Editiert: dafür, dass du versuchst, dich und andere nicht zu belügen, mein kompliment, das ist stark (positiv gemeint

). Es ist wünschenswert sich und andere nicht zu belügen. Wenn Deine subjektive Wahrnehmung Dir sagt, dass es überdurchschnittlich viele Goaner gibt, die sich selbst belügen, so kann ich dazu nicht viel sagen. Es ist Deine Wahrnehmung. Wenn Du was daran ändern willst, kannst du mit den Leuten reden. So wie es aussieht, machst Du das ja - wenn auch auf eine nicht immer freundliche Art.
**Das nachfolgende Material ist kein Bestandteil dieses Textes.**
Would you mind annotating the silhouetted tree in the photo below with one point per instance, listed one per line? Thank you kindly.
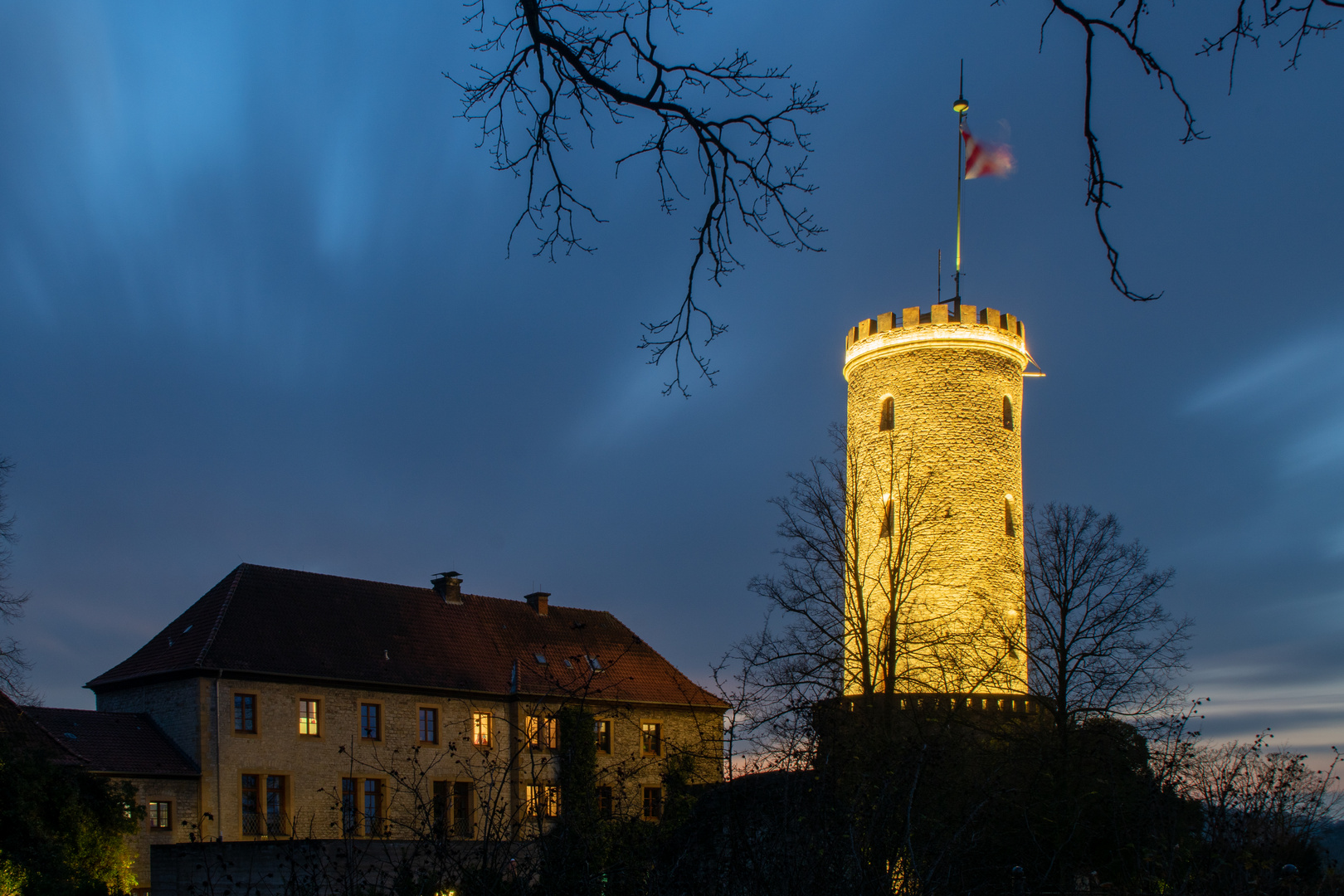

Ist es wichtig dass Du freundlich bist? Manchmal ja, manchmal nein. Je nach Situation. Zumindest gilt, bekanntermassen: wer ficken will muss freundlich sein. (siehe Goaflirt-Thread).
Und Du hast wiederum recht, der Kreis schliesst sich wieder, indem Du dich und andere nicht belügst. Denn auch das gehört zum spirituellen Wachstum.
Erebos hat geschrieben:Man kann wirklich nicht ständig alle "anpissen" und immer auf die "fehlende" Toleranz hinweisen und dann wieder "anpissen" und wieder auf die "fehlende" Toleranz hinweisen?!
Das finde ich einen guten Punkt: es genügt nicht, immer nur zu kritisieren, manchmal ist es auch nötig, zu versuchen, den anderen zu verstehen. Irgendwann hört die Toleranz auf zu wirken. Irgendwann wird man sauer. Wir sind alle zusamme keine buddhistischen Mönche - wir sind menschen, und wenn ein Mensch ständig angepisst wird, fangen seine Kleider an zu stinken, und er nervt sich. Auch das ist "menschlich".